• Le 5 juillet 1962, à Oran, l’armée française s’est déshonorée

    Publié par Manuel Gomez

    Chaque année nous nous faisons un devoir de rappeler à la France ce qui s’est passé le 5 juillet 1962 à Oran (Algérie).

    Nous rappelons à l’armée française comment elle s’est déshonorée ce 5 juillet 1962 lorsqu’elle a obéi aux ordres du général Katz « de rester l’arme au pied » alors que des civils innocents y compris des enfants et des femmes, européens, se faisaient enlever et égorger.

    Plus tard, lors d’une biographie, Katz tentera d’expliquer sa lâcheté par obéissance aux ordres du chef de l’État, de Gaulle.

    Un officier, un soldat, quel que soit son grade, n’a pas pour devoir l’obéissance à un gouvernement ou à un chef d’État quand il doit perdre son honneur.

    La « petite histoire » nous révèle uniquement la décision du lieutenant Rabah Kheliff, du 30eBPC, qui, refusant justement de « rester l’arme au pied », selon les ordres de sa hiérarchie, s’était précipité, avec ses soldats, jusqu’à la préfecture d’Oran, ce 5 juillet, et avait obligé les responsables du FLN à libérer plus d’une centaine de civils européens promis à une mort certaine.

    Fort heureusement le lieutenant Kheliff ne fut pas le seul à enfreindre les ordres.

    Quelques rares officiers, considérant que leur honneur passait avant l’obéissance, ont eu le courage de se porter au secours de la population, livrée aux assassins.

    Capitaine Croguennec, commandant la 2e compagnie du 2e zouaves, à Oran, s’est dirigé avec ses hommes vers le commissariat central et a fait libérer environ 400 civils retenus par l’ALN, les sauvant du massacre organisé.

    Sous-lieutenant Doly-Linaudière, de la 12e compagnie du 43e RI. Malgré les ordres reçus, est intervenu pour sauver quelques Européens, capturés par le FLN en centre-ville d’Oran.

    Capitaine Bernard Gilles, à la tête des blindés du 5e RI est intervenu Boulevard Clemenceau, à Oran, pour sauver quelques dizaines d’Européens qui allaient être enlevés et dirigés vers le « Petit lac » pour être assassinés.

    C’est vrai qu’ils ne furent pas nombreux à se montrer dignes, bien plus nombreux furent les couards.

    Un entretien dans le magazine « Le Point » en février 2002, de Jean-Pierre Chevènement, en apporte témoignage : « À l’époque sous-lieutenant en Algérie, j’ai vécu un drame affreux en mars 1962. Plusieurs de mes moghaznis (supplétifs musulmans) ainsi que le chef du village de Saint-Denis-du-Sig, ont été tués dans des conditions atroces par un commando du FLN. J’ai retrouvé Miloud, mon aide de camp, égorgé.

    J’ai appris que près de 20 000 personnes ont été torturées et égorgées dans le village Nègre (Quartier d’Otan).

    Par la suite il rectifiera à environ 3 000 morts et 800 disparus.        

    3 000 Européens massacrés sous les yeux du général Katz et sur ordre du chef de l’État français de l’époque, de Gaulle.        

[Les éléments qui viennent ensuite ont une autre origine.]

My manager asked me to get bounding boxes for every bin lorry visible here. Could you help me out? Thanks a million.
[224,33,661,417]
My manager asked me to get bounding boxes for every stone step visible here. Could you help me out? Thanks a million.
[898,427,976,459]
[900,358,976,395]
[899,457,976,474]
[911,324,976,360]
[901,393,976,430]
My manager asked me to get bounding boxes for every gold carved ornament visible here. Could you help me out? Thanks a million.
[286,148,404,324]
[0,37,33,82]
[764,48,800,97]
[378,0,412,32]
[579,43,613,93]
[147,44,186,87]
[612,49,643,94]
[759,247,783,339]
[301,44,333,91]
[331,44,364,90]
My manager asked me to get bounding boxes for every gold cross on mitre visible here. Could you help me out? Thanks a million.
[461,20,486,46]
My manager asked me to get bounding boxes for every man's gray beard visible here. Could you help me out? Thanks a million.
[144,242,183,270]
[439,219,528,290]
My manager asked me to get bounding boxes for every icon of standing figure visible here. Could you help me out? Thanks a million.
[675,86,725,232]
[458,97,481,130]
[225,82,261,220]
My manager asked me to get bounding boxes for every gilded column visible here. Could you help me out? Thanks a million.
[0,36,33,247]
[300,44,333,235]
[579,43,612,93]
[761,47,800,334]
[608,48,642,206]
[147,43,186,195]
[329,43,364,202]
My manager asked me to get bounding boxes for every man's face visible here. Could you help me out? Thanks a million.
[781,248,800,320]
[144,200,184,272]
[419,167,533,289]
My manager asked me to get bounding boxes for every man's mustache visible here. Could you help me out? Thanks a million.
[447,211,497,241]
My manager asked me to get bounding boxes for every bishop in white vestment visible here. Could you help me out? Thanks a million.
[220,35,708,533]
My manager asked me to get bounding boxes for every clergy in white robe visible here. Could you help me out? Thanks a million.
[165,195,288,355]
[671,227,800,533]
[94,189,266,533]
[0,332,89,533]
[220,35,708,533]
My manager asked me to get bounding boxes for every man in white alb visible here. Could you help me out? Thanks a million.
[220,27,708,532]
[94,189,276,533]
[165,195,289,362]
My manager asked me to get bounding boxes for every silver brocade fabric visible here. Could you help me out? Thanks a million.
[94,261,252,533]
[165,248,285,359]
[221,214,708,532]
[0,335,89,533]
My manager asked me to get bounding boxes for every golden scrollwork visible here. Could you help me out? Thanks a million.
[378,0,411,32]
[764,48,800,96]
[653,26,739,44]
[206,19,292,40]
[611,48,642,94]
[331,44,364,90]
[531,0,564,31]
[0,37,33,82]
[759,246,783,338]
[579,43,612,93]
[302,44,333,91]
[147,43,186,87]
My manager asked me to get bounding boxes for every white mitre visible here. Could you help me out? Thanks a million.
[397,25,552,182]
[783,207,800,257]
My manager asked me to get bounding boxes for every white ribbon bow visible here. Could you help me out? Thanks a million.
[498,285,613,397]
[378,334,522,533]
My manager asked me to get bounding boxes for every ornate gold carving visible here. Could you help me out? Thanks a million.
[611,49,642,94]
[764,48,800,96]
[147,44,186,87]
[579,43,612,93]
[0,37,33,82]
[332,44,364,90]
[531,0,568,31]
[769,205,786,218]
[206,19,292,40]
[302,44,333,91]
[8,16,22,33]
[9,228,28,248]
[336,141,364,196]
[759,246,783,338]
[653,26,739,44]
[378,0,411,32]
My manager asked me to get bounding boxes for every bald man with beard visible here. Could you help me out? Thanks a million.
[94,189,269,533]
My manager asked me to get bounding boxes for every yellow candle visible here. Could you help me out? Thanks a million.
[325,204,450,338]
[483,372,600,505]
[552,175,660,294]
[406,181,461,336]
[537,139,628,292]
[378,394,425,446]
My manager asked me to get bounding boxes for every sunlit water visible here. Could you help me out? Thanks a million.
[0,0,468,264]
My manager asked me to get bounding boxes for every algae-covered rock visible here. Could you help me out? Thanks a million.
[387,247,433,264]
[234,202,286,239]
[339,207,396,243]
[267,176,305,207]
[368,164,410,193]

    Ce chiffre de plus de 3 000 morts et disparus a été enregistré par Mme Sallaberry, militaire de carrière en poste au bureau des exactions.

    Le colonel Fourcade a témoigné sous la foi du serment, déclarant avoir assisté en début de matinée, ce 5 juillet 1962, à l’entretien téléphonique entre le général Katz et de Gaulle. Katz  informait le chef de l’État que dans toute la ville se perpétrait un massacre au « faciès blanc » et de Gaulle lui a donné l’ordre criminel le plus formel : « Surtout ne bougez pas ! »

    Le général Katz a décidé dans la matinée de survoler la ville en hélicoptère. Voici le témoignage du pilote : « Nous survolons la ville, partout des gens qui fuyaient et des cortèges de bras en l’air, escortés par des ATO (auxiliaires de l’Armée Nationale populaire) ou des civils en armes. Nous avons survolé le Petit Lac, là aussi une foule compacte bras en l’air, des gens qu’on faisait entrer dans l’eau et qu’on abattait froidement. J’ai hurlé : Mon général, on abat des gens, je vois l’eau qui devient rouge de sang ».

    Le général m’a répondu : « Retour à la base ».

    Je ne sais pas qui est le plus à mépriser, celui qui donne les ordres ou celui qui les exécute sans état d’âme ? Mais les deux sont à honnir !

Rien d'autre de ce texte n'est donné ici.